Nancy Pelosi Examines Washington's Dearth of Big Ideas
Since 1987, Nancy Pelosi has represented California's Eighth District in the House of Representatives. The Eighth District includes most of the City of San Francisco including Golden Gate Park, Fisherman's Wharf, Chinatown, and many of the diverse neighborhoods that make San Francisco a vibrant and prosperous community. Overwhelmingly elected by her colleagues in the fall of 2002 as Democratic Leader of the House of Representatives, Nancy Pelosi is the first woman in American history to lead a major party in the U.S. Congress.
Before being elected Leader, she served as House Democratic Whip for one year and was responsible for the party's legislative strategy in the House. On January 4, 2007, Nancy Pelosi was elected Speaker of the United States House of Representatives. She has been a proponent of increased investments in health research and authored legislation to create an independent national commission to assess the overall performance of the federal government before, during, and after the September 11 attacks.

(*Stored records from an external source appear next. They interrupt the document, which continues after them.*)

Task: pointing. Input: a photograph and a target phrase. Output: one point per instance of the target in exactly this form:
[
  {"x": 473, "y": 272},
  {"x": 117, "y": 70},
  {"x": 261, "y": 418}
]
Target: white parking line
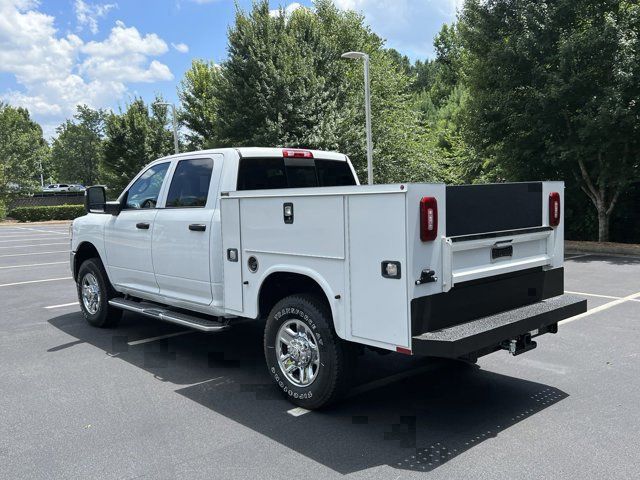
[
  {"x": 34, "y": 281},
  {"x": 578, "y": 256},
  {"x": 601, "y": 296},
  {"x": 33, "y": 265},
  {"x": 160, "y": 337},
  {"x": 34, "y": 253},
  {"x": 602, "y": 307},
  {"x": 37, "y": 245},
  {"x": 62, "y": 305}
]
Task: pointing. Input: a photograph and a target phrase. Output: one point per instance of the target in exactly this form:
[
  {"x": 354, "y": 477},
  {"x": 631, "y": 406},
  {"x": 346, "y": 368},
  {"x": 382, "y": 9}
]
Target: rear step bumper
[
  {"x": 161, "y": 313},
  {"x": 487, "y": 334}
]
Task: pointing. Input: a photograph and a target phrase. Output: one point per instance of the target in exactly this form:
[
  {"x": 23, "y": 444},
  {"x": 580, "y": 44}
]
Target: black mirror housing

Question: Do you think Washington is made for big ideas?
Nancy Pelosi: No. <laughs> And it's following its own natural instinct. Washington is a city of the status quo where incremental-ism has been the order of the day. That, by the way, is not the tradition of our founders. Our founding fathers were entrepreneurial thinkers; they thought big. Just review what they did. And they thought it, and they wrote a constitution that enabled us to think big. Somewhere along the way we got stuck in the status quo city of Washington, D.C. But when Democrats took the majority we sought to unlock that stranglehold, that status quo thinking has on Washington. We made some major changes in legislation-- but with a new President to sign the bills we'll be able to do much more.
Recorded on: June 24, 2008
Speaker Nancy Pelosi on how D.C. lost its mojo.